The Rowdies, meanwhile, avoided the temptation to play into Nottingham's hands and stuck to a defense-first style of their own. That the Reds were without three of their best forwards -- John Robertson, Ian Wallace, and "Mr. Magic" Trevor Francis -- certainly decreased their scoring opportunities.

Nottingham took only nine shots on goal the entire game, and only three required Tampa Bay goalkeeper Winston DuBose to save. He turned way Nottingham's best chance 77 minutes into the game, stopping a one-timer off the foot of striker Gary Birtles to keep the game scoreless. The Rowdies did not fare much better offensively, taking 15 shots with only four getting on goal.


The key factor in the nature of the contest turned out to be the placement of the off-sides line, normally located on the 35-yard, but for this game placed at midfield.


"When you play with the midfield stripe as the off-sides line as we did tonight, it makes for a very defensive game," Jago said after the game.


Mike Connell agreed, saying "there is so much space behind you that you must not give a man room to run."


For their performance, the Rowdies earned plenty of accolades from Nottingham following the game.


"Tampa Bay certainly gave us a hard going-over," said Nottingham Forest head coach Peter Taylor.

"They played us out of our skin. Our players are tired and that is the way it should be.

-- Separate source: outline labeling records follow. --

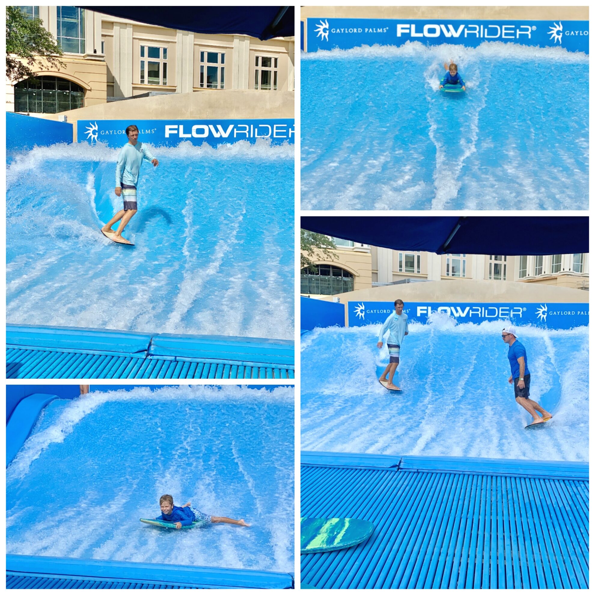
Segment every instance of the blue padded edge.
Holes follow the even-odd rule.
[[[211,335],[156,335],[153,337],[149,354],[286,366],[293,366],[295,361],[293,341]]]
[[[404,456],[402,471],[452,471],[490,475],[588,481],[588,463],[565,461],[480,459],[456,456]]]
[[[390,455],[365,455],[349,452],[324,452],[302,450],[302,465],[315,466],[372,467],[377,469],[399,468],[400,456]]]
[[[152,335],[133,331],[114,331],[76,327],[7,324],[7,346],[92,349],[116,353],[144,353]]]
[[[42,409],[55,399],[55,394],[36,393],[25,397],[14,408],[6,426],[6,466],[8,466],[24,444]]]
[[[7,555],[6,569],[7,572],[59,574],[137,582],[160,581],[211,588],[284,589],[292,588],[293,584],[292,577],[286,572],[14,554]]]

It is very competitive over here, much more than I thought it would be."


Even the fans drew raves from the visiting players.

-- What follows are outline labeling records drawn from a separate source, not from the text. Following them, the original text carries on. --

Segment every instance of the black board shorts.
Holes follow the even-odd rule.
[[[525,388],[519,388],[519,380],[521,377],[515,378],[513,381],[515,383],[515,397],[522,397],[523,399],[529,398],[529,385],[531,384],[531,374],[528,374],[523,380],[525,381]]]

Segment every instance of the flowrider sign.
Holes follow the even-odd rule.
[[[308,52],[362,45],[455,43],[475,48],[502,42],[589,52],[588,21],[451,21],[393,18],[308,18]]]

"The fans were well-behaved," said goalkeeper Peter Shilton. "It was a nice atmosphere, especially compared to some England matches."


The Rowdies were plenty pleased with their own effort, and certainly were not lamenting the outcome.


"It's no disgrace not to score against one of the best defenses in the world," midfielder Steve Wegerle said. "Anyone who wants to moan about that game doesn't know anything about soccer."


On this historic night in Tampa, Rowdies fans were given a lesson in defensive, European-style soccer by one of the best and most-storied teams to ever visit Tampa Stadium.